Must be mildly entertaining for all you comic folk to watch a writer flail about with digital art! 🤪

A half decent graphics program will have options for the type of resizing it does. Some of them are better than others at preserving details like ink lines. Play around a bit.

But in the end you are not only going to lose detail because of the small image sizes, your art will very likely only be seen on a tiny phone screen and they won't be able to parse much detail even if it's there. Most online comics are simplistically drawn... like a 1960s Flintstones cartoon has more detailed backgrounds... because the reader needs to quickly scan the visual information through a bad medium. Cross-hatching especially can't make the transition to Squintsville.

That means you have to purposefully design your 300x300 thumbnail to lack detail.

tl;dr- Keep working at your size. Design for the final result and intended medium. Fiddle with the resize settings (if you can) until you get something that doesn't make you cry.

Best quote on the subject...

Don't work in terms of screen size, work in terms of DPI and work with images as large as an actual piece of paper.
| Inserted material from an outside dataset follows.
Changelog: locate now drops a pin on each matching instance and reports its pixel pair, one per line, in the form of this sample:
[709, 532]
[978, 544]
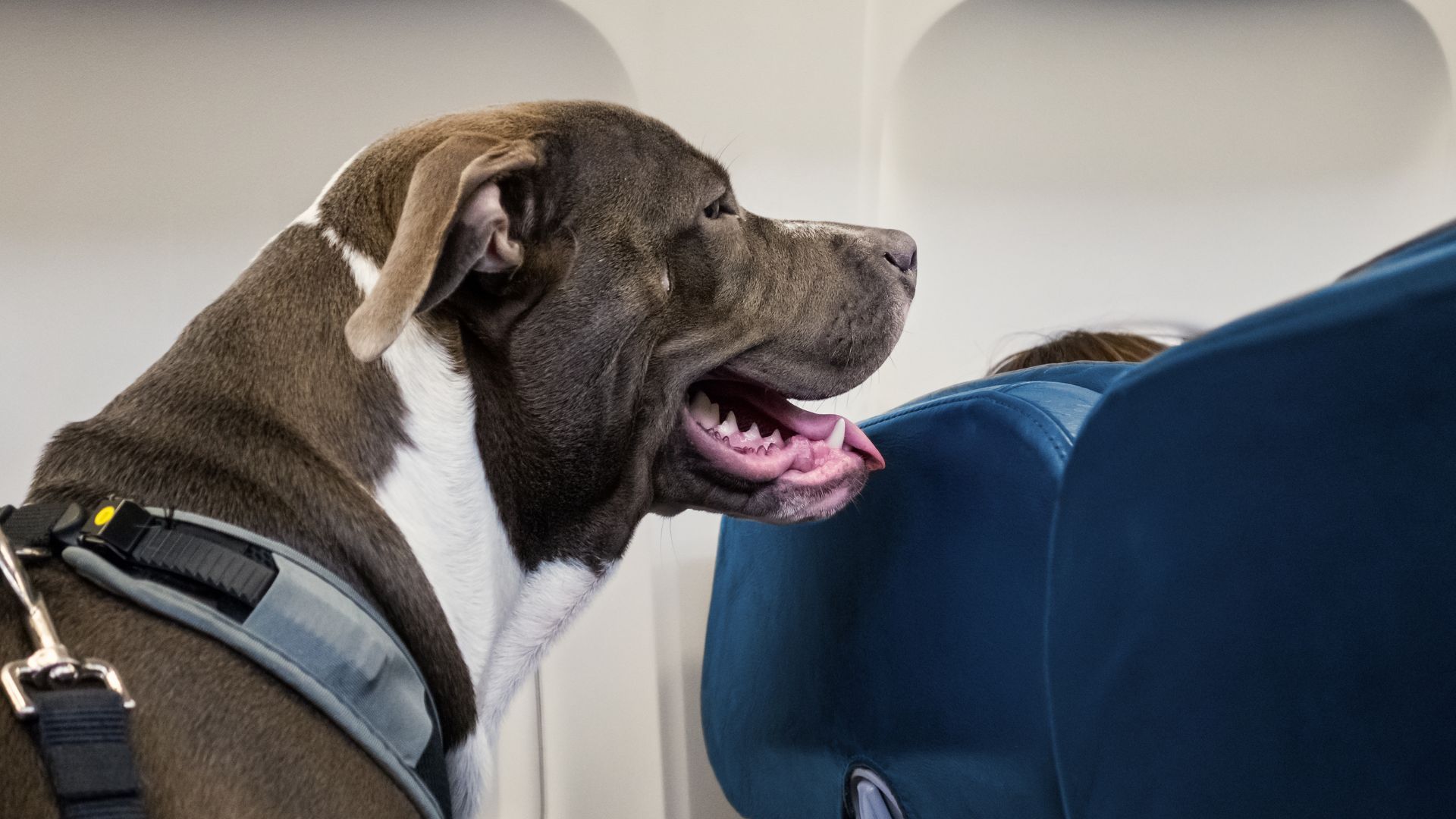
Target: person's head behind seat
[1082, 346]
That should be your original copy that you'll produce transformations from - i.e. resizing. The larger image you start with, the better off you'll be after shrinking. There's always going to be quality loss though - regardless of format be it JPG or PNG - because the resize step happens before the compression of those file formats is applied.

The problem with PNG I personally see is the gianormous size because you keep it from high to low quality preset and don't downscale the pixels. I personally do keep everything in PSD files but all the pages are in JPEG with high quality of 10, this way the pages keep good quality but aren't so big.

This is all extremely educational. I’m learning a ton! Thanks everyone for the advice!